Bekasi - Terorisme masih menjadi ancaman bagi Indonesia. Data Global Terrorism Index (GTI) 2016 menyebutkan bahwa dari 129 negara, Indonesia menempati urutan ke-38 negara dengan pengaruh terorisme tertinggi. Berbagai upaya penanggulangan terorisme telah dilakukan, baik secara pencegahan maupun penindakan. Namun, upaya ini dirasa belum maksimal karena dasar dari kedua upaya tersebut masih sangat terbatas. Diperlukan informasi tentang potensi terorisme yang mampu mengukur dan memetakan ancaman terorisme di wilayah Indonesia.
Indeks Risiko Terorisme menjadi alternatif yang dipilih untuk memenuhi kebutuhan informasi tersebut. Oleh karena itu, BPS kembali bekerja sama dengan Badan Nasional Penanggulangan Terorisme (BNPT) melakukan Survei Risiko Terorisme (SRT) 2018. Ini merupakan pelaksanaan SRT kedua setelah tahun lalu dilakukan di Pulau Jawa. Untuk tahun ini, dilaksanakan di 68 kabupaten/kota di luar Pulau Jawa.
“Terorisme, ekstremisme, dan kejahatan antarbangsa merupakan persoalan serius yang perlu segera diatasi. Ketiga masalah tersebut berpotensi mengancam eksistensi negara,” ujar Asep Adang Supriyadi, Sekretaris Utama BNPT. Pemaparan yang tentang bahaya terorisme, kegiatan-kegiatan yang sudah dilakukan untuk pencegahan dan penanggulangan terorisme mampu menyita perhatian sekitar 304 peserta.

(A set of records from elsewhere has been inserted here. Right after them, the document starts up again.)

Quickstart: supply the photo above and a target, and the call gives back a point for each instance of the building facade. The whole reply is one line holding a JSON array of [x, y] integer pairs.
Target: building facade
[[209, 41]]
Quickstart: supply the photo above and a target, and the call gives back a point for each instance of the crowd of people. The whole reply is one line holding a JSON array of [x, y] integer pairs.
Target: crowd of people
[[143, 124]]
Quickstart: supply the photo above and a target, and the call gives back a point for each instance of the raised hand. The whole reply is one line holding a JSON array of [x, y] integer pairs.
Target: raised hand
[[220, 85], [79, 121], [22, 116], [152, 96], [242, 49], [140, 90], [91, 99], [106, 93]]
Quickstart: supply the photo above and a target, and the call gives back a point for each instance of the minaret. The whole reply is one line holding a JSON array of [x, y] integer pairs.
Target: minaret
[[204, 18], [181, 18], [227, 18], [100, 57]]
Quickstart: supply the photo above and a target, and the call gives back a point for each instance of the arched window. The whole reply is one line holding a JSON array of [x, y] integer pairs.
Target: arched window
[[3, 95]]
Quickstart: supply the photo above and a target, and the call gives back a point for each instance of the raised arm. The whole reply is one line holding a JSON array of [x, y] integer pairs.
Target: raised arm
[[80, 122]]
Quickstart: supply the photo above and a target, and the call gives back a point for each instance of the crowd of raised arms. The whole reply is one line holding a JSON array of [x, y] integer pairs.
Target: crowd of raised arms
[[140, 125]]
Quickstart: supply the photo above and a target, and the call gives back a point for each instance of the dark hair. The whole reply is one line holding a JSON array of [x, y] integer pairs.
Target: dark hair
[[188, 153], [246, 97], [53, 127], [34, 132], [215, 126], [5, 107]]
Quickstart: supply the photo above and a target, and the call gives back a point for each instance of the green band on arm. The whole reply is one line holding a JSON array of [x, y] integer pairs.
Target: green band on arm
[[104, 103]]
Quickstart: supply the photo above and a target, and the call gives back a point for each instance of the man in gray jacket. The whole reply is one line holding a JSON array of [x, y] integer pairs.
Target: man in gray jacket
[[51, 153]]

Bagaimana tidak, video-video terkait terorisme terpampang jelas di tiga layar ruang acara.
Kegiatan "Sosialisasi kepada Penanggung Jawab Kegiatan di BPS Provinsi dan BPS Kabupaten/Kota serta Pelatihan Petugas Asesor SRT 2018" ini dibuka oleh Deputi Bidang Statistik Sosial BPS, Margo Yuwono di Hotel Harris Bekasi, (2/11). "Narasumber atau responden dalam SRT 2018 bukan para teroris,” canda Margo. Responden atau narasumber SRT 2018 adalah institusi keamanan serta komponen masyarakat sipil yang memiliki pemahaman teritorial dengan baik. “Oleh karena itu, koordinasi, hubungan baik, serta komunikasi dengan para narasumber menjadi penting,” tambahnya.